O período experimental existe para permitir que ambas as partes avaliem a relação de trabalho. A empresa percebe se o trabalhador se adapta à função. O trabalhador percebe se aquele emprego corresponde às suas expectativas. É uma fase de teste, mas não é um vazio legal.
Neste artigo explicamos, de forma simples, o que é o período experimental, quanto tempo dura e o que pode (e não pode) acontecer nessa fase inicial do contrato.

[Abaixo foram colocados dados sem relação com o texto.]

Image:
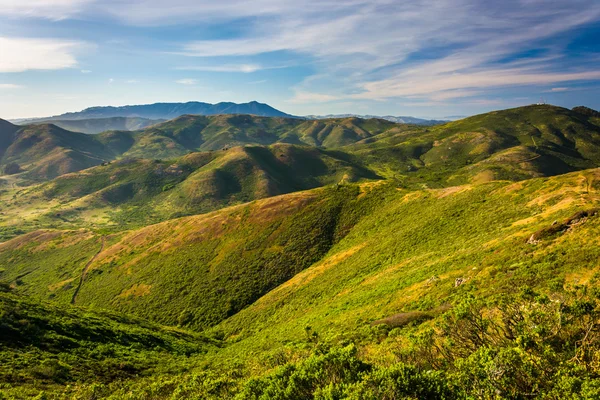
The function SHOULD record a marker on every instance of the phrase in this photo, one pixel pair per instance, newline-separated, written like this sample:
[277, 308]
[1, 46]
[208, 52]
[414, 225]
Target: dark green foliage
[12, 168]
[42, 344]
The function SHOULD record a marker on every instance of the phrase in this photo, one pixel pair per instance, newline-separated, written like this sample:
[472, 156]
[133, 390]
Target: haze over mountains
[163, 111]
[244, 256]
[135, 117]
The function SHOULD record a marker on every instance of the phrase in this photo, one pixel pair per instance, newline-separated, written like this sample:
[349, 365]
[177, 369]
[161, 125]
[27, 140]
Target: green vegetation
[296, 272]
[42, 345]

O que é o período experimental
O período experimental é a fase inicial do contrato de trabalho na qual tanto o trabalhador como a empresa avaliam se a relação faz sentido. Durante este período, qualquer uma das partes pode terminar o contrato sem necessidade de invocar justa causa, desde que respeite as regras legais.
Importa esclarecer um ponto essencial: isto não significa que o trabalhador fica sem proteção. Desde o primeiro dia de trabalho, existem direitos garantidos. A diferença está sobretudo na forma como o contrato pode ser terminado, e não na existência (ou não) de direitos laborais.
A base legal encontra-se nos artigos 111.º a 114.º do Código do Trabalho.
A informação que consta no artigo não é vinculativa e não invalida a leitura integral de documentos que suportem a matéria em causa.